Solveig Serre
Revue de musicologie, 96, p. 73-89. [ISSN 0035-1601]
Année de publication : 2010

Entre 1778 et 1780, l’Académie royale de musique est dirigée par Anne-Pierre-Jacques de Vismes du Valgay, jeune entrepreneur qui n’appartient ni au milieu artistique ni au milieu intellectuel, mais au monde des manieurs d’argent et des grands financiers. S’il manifeste la faveur dont Vismes jouit auprès de la reine Marie-Antoinette, il est aussi une tentative du pouvoir royal de se débarrasser d’un dossier encombrant et d’assainir les finances de l’établissement. Si l’épisode s’achève vite et mal, il est particulièrement intéressant à étudier.
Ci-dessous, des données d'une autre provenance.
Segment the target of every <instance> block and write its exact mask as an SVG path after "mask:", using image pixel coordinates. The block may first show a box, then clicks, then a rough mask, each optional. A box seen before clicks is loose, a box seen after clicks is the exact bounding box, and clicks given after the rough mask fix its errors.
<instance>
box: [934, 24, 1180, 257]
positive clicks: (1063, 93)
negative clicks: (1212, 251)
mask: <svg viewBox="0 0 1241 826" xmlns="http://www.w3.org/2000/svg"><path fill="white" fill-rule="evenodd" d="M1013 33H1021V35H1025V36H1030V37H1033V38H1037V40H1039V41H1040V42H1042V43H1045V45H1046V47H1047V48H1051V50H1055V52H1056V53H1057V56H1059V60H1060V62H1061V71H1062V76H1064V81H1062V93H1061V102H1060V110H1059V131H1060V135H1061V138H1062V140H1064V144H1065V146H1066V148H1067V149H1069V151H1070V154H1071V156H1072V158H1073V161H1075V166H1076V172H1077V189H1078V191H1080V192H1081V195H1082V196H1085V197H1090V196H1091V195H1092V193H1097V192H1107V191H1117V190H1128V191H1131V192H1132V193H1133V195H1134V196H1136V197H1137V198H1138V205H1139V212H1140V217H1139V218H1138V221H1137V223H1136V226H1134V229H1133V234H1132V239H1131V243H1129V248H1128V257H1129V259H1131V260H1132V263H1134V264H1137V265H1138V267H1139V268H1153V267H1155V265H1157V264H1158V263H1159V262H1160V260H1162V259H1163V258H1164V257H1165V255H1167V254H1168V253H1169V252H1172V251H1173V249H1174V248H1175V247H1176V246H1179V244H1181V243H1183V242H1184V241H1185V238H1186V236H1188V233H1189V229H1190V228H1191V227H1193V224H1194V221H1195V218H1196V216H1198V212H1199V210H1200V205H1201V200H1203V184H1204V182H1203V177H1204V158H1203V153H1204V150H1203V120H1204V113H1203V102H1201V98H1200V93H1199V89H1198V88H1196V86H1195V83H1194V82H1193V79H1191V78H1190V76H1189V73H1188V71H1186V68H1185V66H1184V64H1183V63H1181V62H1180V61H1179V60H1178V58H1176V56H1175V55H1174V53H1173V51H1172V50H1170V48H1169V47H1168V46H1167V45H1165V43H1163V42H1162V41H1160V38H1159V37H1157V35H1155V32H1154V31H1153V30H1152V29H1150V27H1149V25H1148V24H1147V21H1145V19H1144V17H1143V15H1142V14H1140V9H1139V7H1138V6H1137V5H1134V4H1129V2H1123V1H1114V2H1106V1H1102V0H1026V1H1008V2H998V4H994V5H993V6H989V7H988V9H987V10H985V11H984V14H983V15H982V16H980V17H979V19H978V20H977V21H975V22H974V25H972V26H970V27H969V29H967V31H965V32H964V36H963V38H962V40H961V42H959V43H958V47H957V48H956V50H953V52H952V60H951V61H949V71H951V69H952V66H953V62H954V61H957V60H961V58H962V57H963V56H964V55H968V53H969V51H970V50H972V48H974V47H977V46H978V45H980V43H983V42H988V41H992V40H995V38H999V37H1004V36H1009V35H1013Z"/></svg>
Du point de vue administratif tout d’abord, il révèle l’impossibilité de confier un grand établissement culturel à un particulier et la nécessité pour l’État de s’impliquer dans sa gestion. Du point de vue artistique, il permet à la révolution artistique initiée par Gluck de trouver son plein aboutissement. En ce sens, et pour la première fois de son histoire, l’Opéra de Paris peut se prévaloir d’avoir eu à sa tête un véritable directeur, préfigurant les grands gestionnaires des XIXe et XXe siècles.